Minyanville.com rounds up some quotes from Mussetto:
Here’s Musetto in a 1987 interview with People, talking about what New York Magazine called the Post‘s “single greatest headline of the past 35 years”:
I wrote HEADLESS BODY IN TOPLESS BAR, the most infamous headline in journalism. They have T-shirts with it on, and buttons. It’s all right. It’s not one of my favorite headlines. Nobody expected it to become a classic, the Night of the Living Dead of headlines. One afternoon I got a report that there had been a murder in a bar, and that one of the victims had had his or her head cut off. Someone said it might be a topless bar, but we weren’t sure, and then the idea of the headline came around, so we were really questioning to make sure it was a topless bar. We sent the reporter, this girl, and she so determined that it was a topless bar. I just wrote it, and everyone said “ha ha,” but I didn’t think it would live in infamy.
Musetto also explained the difference between a headline and a New York Post headline:
Zap, zip, zonk, nix, those are good verbs. Short. Short and powerful. They’ve got to convey a sense of urgency. Nouns? Tots, kids, fire, you know — SIX-ALARM FIRE. Blaze is good, but fire’s shorter. Siege. Siege is good. Madman, maniac, fear. My favorite word is “coed.” When you see coed, people want to buy the paper. I don’t know why — just some young, innocent girl getting into a lot of trouble. It’s the dirty old man in people. It’s a very sexy word…. Without the hyphen. Some people spell it with a hyphen, we spell it without the hyphen.
Not surprisingly, Mussetto’s headline made the list of New York magazine’s Greatest Tabloid Headlines back in 2003:
FORD TO CITY: DROP DEAD
(Daily News, 1975)SOMOZA SLAIN BY BAZOOKA
(News, 1980)HEADLESS BODY IN TOPLESS BAR
(New York Post, 1982)‘I AM DEATH WISH VIGILANTE’
(Bernie Goetz turns himself in; Post, 1985)KOTCHA!
(Koch re-elected; News, 1985)MARLA: ‘BEST SEX I EVER HAD’
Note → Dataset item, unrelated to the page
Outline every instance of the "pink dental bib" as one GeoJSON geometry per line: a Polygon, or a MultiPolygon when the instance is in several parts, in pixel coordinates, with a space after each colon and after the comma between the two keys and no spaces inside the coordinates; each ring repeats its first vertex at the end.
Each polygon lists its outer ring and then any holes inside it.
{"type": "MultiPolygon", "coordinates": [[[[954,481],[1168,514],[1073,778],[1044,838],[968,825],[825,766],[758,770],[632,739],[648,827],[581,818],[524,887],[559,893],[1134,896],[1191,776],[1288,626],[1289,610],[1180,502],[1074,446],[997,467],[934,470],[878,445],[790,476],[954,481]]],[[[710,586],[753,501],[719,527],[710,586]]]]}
(Post, 1990)AMY’S NUDE ROMPS IN JAIL
(Post, 1993)KISS YOUR ASTEROID GOODBYE!
(Meteor misses earth; Post, 1998)CLOSE BUT NO CIGAR
(Senate fails to convict Clinton; News, 1999)FROM A BIG HOUSE TO THE BIG HOUSE
(Lizzie Grubman sentenced; News, 2002)AXIS OF WEASEL
(Post, 2003)
(Veteran readers of the Blogosphere know that PJTV’s own Scott Ott originally wrote that last headline.)
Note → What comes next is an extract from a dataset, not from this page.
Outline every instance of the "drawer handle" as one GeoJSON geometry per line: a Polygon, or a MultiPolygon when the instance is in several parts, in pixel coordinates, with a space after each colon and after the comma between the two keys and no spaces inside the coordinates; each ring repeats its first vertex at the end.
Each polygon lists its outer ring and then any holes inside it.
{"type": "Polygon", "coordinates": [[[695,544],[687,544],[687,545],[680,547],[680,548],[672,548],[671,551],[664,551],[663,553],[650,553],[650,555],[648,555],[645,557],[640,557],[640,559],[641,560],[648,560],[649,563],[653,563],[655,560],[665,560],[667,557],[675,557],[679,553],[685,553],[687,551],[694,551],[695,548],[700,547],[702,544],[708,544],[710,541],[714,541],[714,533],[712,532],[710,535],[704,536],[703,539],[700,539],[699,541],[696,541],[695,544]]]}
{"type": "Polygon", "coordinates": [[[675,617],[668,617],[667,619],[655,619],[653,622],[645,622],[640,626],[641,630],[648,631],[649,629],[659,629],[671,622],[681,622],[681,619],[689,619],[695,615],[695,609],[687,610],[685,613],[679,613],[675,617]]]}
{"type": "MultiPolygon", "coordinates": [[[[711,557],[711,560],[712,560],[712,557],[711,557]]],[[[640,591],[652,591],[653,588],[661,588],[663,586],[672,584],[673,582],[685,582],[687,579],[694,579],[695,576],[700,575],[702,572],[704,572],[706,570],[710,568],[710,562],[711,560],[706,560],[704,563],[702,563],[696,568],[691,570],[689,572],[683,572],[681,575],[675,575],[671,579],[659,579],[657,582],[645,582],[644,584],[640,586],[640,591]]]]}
Mussetto’s headline also inspired the title of a compendium of classic front pages the Post released a few years ago. It’s a book that thinks it’s a hysterically funny compendium of New York Post headlines (and it is), but for bloggers, it’s actually a textbook on how to construct killer headlines. As one of the Post’s editors notes in the book, no matter how brilliant your article is, nobody’s going to read it if the headline doesn’t grab them first, and in one of the world’s most competitive newspaper markets, the ability to consistently write must-read headlines is an art.